Artificial Intelligence is indeed the best invention of man which has helped him ease his daily tasks and effort in any domain. Technology built to mimic human mind is indeed performing well in all domains and is being adopted by everyone. Its application ranges from chatbots, digital assistants to critical applications in the field of therapeutics and banking. Domains like Cyber security, Forensics also are becoming quintessential in nearly all organisations due to the fear of cyber-attacks from hackers for want of some sensitive data and information that pose a great risk to the integrity of the organisation. The growing number of cyberattacks has resulted in the inaugural of Future Series: Cybercrime 2025 by the World Economic Forum and Equifax which is planned during the year 2025.

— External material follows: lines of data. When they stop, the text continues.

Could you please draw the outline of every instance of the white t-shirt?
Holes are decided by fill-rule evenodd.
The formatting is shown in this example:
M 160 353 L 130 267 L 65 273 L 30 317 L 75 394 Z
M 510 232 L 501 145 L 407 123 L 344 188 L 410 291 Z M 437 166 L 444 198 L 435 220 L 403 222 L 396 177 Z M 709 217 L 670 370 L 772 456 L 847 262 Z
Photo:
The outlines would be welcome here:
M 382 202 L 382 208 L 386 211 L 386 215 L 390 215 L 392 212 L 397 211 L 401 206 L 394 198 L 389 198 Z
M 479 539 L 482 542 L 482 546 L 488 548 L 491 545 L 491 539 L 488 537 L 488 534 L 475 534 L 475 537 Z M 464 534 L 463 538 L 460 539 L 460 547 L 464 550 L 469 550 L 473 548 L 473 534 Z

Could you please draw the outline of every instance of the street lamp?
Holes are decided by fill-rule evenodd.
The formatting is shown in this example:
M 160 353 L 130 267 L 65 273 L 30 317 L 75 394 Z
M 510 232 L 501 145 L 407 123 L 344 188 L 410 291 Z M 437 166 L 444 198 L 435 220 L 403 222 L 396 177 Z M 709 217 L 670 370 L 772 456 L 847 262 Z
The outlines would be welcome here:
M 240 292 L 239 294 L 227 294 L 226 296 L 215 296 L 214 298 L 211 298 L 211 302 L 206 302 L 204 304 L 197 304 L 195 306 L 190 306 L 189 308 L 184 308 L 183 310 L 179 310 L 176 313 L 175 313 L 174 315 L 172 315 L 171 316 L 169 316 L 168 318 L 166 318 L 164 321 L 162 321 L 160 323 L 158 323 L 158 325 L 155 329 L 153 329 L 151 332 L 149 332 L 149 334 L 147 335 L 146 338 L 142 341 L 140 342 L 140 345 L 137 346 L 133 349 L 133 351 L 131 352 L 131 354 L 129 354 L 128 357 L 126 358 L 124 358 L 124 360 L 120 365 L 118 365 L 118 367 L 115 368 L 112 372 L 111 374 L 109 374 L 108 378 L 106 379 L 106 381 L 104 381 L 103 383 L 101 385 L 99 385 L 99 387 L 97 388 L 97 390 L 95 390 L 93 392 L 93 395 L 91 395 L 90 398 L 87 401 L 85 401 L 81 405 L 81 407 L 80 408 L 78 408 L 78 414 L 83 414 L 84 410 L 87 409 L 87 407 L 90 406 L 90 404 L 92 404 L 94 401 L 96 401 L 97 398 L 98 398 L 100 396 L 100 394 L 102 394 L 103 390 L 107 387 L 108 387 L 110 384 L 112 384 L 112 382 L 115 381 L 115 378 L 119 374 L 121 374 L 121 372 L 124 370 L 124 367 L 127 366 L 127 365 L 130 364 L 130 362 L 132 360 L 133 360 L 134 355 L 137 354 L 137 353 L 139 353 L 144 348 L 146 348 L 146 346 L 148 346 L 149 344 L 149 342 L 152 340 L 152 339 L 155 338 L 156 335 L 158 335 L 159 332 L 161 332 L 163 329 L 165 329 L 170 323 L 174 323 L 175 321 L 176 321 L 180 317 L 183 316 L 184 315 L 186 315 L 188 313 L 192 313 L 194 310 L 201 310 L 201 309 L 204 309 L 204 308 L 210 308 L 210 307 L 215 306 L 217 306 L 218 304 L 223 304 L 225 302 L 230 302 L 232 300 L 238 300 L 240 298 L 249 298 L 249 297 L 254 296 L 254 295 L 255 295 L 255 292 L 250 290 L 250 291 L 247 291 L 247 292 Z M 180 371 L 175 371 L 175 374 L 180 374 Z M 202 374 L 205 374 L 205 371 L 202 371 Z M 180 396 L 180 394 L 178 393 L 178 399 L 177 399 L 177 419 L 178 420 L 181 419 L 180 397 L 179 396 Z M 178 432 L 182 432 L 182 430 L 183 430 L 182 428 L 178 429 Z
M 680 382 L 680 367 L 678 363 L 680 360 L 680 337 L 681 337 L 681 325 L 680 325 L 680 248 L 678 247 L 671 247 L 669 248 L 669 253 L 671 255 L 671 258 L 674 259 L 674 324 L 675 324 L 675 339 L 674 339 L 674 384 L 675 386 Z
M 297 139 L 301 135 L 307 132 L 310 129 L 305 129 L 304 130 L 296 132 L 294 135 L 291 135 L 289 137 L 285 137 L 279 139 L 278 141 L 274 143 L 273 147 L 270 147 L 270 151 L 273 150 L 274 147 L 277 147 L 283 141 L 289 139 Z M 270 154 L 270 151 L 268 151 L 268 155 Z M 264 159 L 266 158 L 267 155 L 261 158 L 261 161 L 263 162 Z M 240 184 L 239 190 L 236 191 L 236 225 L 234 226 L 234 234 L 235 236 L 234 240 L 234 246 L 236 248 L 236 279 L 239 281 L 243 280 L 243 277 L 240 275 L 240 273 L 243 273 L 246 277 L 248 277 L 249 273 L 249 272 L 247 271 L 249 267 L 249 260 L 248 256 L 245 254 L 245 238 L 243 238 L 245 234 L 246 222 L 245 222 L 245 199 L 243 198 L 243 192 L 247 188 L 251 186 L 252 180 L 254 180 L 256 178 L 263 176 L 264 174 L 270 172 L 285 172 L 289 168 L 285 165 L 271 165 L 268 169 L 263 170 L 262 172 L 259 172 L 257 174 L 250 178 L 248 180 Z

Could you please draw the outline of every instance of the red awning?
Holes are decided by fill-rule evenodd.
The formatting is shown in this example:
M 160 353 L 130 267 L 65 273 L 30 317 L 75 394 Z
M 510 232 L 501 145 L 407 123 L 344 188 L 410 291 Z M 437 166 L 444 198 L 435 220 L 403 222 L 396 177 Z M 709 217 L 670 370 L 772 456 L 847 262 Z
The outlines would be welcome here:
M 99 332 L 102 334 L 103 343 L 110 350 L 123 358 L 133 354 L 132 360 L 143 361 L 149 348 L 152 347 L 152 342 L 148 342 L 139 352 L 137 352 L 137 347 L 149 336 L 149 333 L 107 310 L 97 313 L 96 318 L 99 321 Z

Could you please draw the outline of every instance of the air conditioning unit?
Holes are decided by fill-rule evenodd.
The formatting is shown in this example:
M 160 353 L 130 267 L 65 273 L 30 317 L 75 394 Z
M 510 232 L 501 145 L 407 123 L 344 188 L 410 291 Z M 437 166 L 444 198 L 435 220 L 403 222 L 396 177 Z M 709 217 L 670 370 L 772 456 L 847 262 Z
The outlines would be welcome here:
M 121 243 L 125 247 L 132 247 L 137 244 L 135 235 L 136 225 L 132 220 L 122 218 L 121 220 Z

There is an increasing case of hackers adopting AI techniques to infect any system and retrieve data. According to Rajat Mohanty, CEO Paladion “if attackers can use AI then we defenders can also leverage AI’s power, speed and precision to effectively handle today’s evolved threat landscape”. But there are many hurdles to be overcome before any organisation can adopt AI (Jawed Akhtar,2014). Basically, the perception that AI enabled software alone can defend the organisation from attackers has to vanish. AI enabled systems are only a part of the defending system and they can only provide support in defending the information.

AI applications heavily rely upon data and thus storing and analysing huge amount of data is very important. But sensitive data must be stored with proper care and safe guarding techniques be deployed to prevent any potential breach. Data management becomes a critical task in adopting AI. In case of any data breach the results tend to be devastating as rightly said by Elon Musk,” AI is a fundamental risk to the existence of human civilisation”. There are many problems to be addressed before AI could take over the world.

Key Terms in this Chapter

Data Privacy: It is the relationship between collection and dissemination of data. Certain companies hold sensitive data relating to their customers that they don’t want to reveal to uphold the trust of their customers.

Datasets: This refers to any collection of data that holds the critical information about the current application.

Blackbox: The unexplainable and opacity of the AI systems that don’t reveal the rationale behind the prediction or decision taken.

Data Transparency: Here data transparency refers to the control flow of the data in the machine learning algorithm.

Data Scarcity: It is the unavailability of data that could possibly satisfy the need of the system to increase the accuracy and prediction dynamics.

Adversarial AI: It is a machine learning technique that is employed to fool models by supplying them with malicious and incorrect input datasets.

Data Breach: This refers to any intentional or unintentional leak of secure or private or confidential data to any untrusted system. This is also referred to as information disclosure or data spill.

Bias: Here bias refers to the prejudice or inclination of choice to one aspect of the decision. In AI bias refers to the prediction being made always in favour of the data set already the system has been trained with.

Adversarial Forgetting: It is a methodology that mimics the selective amnesia in human brain applied to AI systems to remove bias.

Machine Learning: The study of algorithms and methods that help machines to learn implicitly without the help of instructions from the patterns in the data fed to the algorithms. This is an emerging trend of automation and is an integral part of artificial intelligence.

Federated Learning: This is a machine learning technique that trains an algorithm on the decentralised data existing on different edge devices than compared to the traditional method of accumulating the data. This model was developed by Google and is an evolving technique that ensures data security.